Posted to Far East Maritime (by on November 13, 2013

As if billion-dollar losses and the threat of being delisted from the Shanghai exchange weren’t enough for China’s flagship carrier, along comes Five-Oh again.

Don’t leave town, police told an executive director at China Cosco Holdings last week. Okay, they probably never said that, but it doesn’t change the fact that Xu Minjie is under investigation in what is widely believed to be part of Beijing’s crackdown on widespread corruption.

In a statement issued to mainland media, China Cosco said Xu was under investigation by the “relevant departments” and that the investigation would not have any effect on the group business. I guess business is so bad anyway that even if the entire board of directors was taken away it could hardly make it any worse.

The arrest of senior executives at China Cosco is nothing new. In July, former general-manager of the carrier’s Dalian branch Meng Qinglin was arrested for corruption, and in 2011, former vice-general manager of Cosco's Qingdao branch, Song Jun, was arrested under corruption charges. Naughty fellows.
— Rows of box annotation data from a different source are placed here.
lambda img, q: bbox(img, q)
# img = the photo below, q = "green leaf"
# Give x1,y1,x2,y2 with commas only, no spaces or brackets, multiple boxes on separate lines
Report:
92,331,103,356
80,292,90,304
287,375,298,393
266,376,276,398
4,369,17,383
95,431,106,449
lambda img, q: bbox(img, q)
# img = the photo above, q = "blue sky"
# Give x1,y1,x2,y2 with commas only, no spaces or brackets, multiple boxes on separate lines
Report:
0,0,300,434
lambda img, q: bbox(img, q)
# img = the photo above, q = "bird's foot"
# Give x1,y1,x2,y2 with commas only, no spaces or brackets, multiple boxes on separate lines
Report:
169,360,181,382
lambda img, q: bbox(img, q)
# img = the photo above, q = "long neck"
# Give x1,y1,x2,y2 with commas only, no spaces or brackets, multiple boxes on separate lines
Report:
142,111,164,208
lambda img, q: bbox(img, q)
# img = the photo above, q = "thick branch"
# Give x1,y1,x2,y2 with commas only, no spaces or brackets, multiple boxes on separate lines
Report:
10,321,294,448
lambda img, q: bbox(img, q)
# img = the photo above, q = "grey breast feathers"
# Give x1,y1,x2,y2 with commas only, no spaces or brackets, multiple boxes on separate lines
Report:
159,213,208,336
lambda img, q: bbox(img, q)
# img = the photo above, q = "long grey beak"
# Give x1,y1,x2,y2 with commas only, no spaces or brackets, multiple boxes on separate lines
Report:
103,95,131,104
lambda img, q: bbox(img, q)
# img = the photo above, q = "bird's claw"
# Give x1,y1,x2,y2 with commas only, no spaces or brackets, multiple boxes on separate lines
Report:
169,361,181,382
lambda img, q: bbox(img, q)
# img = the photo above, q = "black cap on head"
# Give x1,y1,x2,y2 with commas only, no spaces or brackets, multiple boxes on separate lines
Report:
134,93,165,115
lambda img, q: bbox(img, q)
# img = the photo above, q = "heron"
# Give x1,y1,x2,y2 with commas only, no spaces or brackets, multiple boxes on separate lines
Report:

It was also reported by China media that the former high flier and chairman of China Cosco, Capt Wei Jiafu, has been ordered not to leave the country while the investigation continues. Naturally, that was swiftly denied but if true, it is a stunning development.

Wei was one of China’s most powerful business figures and commandeered huge respect in the shipping industry as head of the country’s flagship carrier. But the collapse of the bulk and container markets combined with over capacity and a wildly optimistic orderbook saw the losses start to roll in. Shareholders began to revolt and in July, Wei was removed from his post.

The last two years have seen China Cosco posting impressive losses and for the first nine months of this year the carrier was US$330 million in the red. A third year of losses will get the line delisted from the Shanghai Stock Exchange, but that is unlikely to happen. China Cosco is selling off bits and pieces to its parent company to offset the continuing losses in its shipping business, so it may be able to at least break even this year.

It is probably a good time for Beijing to sit down and work out how to merge Cosco and China Shipping. With their tentacles stretching into multiple companies in different business sectors it will be a complete nightmare, but the alternative is a badly managed shipping line that carries heaps of losses instead of tonnes of cargo.